Portela recorda que a maior mudança do vestibular aconteceu em 2006,
depois de a experiência ser testada por três anos do PAS. Segundo ele, a
decisão de criar um modelo diferente de provas partiu das conversas
entre a universidade e os professores do ensino médio. “Para mim, é um
engano dizer que as provas que avaliam habilidades, como o próprio Enem,
não exploram conhecimentos. As habilidades do indivíduo são construídas
sobre conhecimentos. A matéria é a mesma, a maneira como ela é tratada
que é diferente”, diz.

Foto: Alan Sampaio
Pedro, Danilo, Daniel e Lorena acham as provas interdisciplinares mais interessantes, mas ainda consideram o Enem "fácil"
Os estudantes de Brasília, de fato, já estão bastante acostumados ao
modelo. Nunca estranharam o Enem, por exemplo, apesar de ainda
considerarem as questões do exame “simples”. “No Enem, acho a
interdisciplinaridade mais sutil, menos aprofundada. Acho que a intenção
é legal, mas falta muito ainda para chegar no mesmo nível da UnB”,
comenta Daniel Figueirêdo, 17 anos, aluno do cursinho Pódion.
Os colegas Lorena Rosa, 19, Danilo Carneiro, 18, e Pedro Luís Gastal,
17, também defendem o modelo interdisciplinar. Eles acreditam que as
provas são mais interessantes e cobram mais raciocínio dos alunos sobre
tudo o que aprenderam na escola. “Acho que, com isso, ninguém menospreza
nenhuma disciplina. A gente percebe que todas estão interligadas”, diz
Danilo.
Impacto na escola
Tessler, que iniciou as primeiras discussões na Unicamp sobre a
interdisciplinaridade ainda em 1999, reconhece que o impacto do
vestibular no trabalho das escolas é grande. “Infelizmente, é assim.
Então a gente tem de pensar na vanguarda”, define.
O professor de biologia João de Jesus Martins admite que, nas
primeiras discussões sobre o novo modelo de provas da UnB, foi dos
docentes que “torceu o nariz” para a ideia. “Achei que não daria certo e
percebi que estava errado. As mudanças tiraram os professores da zona
de conforto. Hoje, não elaboro mais questões sozinho e o ensino melhorou
muito por causa do impacto da prova nas escolas”, admite.

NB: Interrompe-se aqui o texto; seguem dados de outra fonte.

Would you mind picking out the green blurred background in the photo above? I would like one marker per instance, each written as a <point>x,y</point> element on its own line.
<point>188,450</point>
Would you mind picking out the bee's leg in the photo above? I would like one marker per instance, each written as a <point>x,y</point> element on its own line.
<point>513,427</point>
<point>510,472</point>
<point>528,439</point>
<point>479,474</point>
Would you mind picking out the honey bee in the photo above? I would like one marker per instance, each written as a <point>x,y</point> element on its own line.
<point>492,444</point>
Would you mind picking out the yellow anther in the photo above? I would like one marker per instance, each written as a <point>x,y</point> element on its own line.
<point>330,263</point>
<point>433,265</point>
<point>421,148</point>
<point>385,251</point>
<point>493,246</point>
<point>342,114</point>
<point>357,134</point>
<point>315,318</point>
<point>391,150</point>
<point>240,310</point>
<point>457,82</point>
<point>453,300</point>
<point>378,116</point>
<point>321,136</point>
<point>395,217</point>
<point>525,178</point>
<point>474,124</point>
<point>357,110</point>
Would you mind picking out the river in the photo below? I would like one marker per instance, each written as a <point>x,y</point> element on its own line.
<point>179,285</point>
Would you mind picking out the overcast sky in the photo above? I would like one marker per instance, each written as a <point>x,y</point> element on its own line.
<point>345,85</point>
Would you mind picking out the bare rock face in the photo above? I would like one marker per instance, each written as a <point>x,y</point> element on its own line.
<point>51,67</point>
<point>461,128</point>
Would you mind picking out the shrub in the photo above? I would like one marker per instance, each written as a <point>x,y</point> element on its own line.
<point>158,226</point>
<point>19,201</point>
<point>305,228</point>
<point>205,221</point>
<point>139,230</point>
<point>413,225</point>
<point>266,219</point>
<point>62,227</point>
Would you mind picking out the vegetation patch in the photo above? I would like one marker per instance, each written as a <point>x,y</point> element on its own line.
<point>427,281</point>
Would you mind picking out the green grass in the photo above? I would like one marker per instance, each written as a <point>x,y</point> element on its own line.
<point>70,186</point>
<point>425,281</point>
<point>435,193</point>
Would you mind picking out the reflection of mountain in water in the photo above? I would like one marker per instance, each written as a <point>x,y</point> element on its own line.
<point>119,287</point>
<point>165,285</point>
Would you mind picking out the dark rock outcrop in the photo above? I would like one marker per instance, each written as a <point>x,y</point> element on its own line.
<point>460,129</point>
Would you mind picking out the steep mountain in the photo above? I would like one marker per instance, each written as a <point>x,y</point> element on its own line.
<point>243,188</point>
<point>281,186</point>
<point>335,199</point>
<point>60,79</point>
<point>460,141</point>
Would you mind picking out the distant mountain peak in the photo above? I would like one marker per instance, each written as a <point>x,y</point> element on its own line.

Martins acredita que a dificuldade é maior para os professores
do que para os alunos. “O mundo real não é fragmentado”, recorda. Ele
conta que, no Colégio Ideal, onde trabalha, docentes de diferentes
disciplinas passaram a dar “aulões” conjuntos, mostrando a relação entre
conteúdos na sala de aula.
Betina Beatriz de Oliveira, 16, e Samantha Arnaut Oliveira Mendes,
17, alunas de Martins, também defendem o modelo adotado pela UnB, pela
Unicamp, pelo Enem. Percebem diferenças entre todos, mas acreditam que a
valorização de outros saberes – como interpretação, conhecimentos
gerais, análise – é essencial. “Faz com que a gente entenda melhor o
curso das coisas, aplique o que aprendeu na vida real”, elogia Betina.
Itens imprecisos
George Gonçalves, coordenador do cursinho Pódion, acredita que há
boas provas no novo modelo e nos tradicionais. Ele recorda, por exemplo,
que alguns exames aplicados pela UnB no início dos anos 2000, eram tão
bem feitos que ensinavam. Para ele, muitos testes se tornam mais
contextualizados do que interdisciplinares e podem, em alguns casos,
gerar imprecisão na análise dos estudantes.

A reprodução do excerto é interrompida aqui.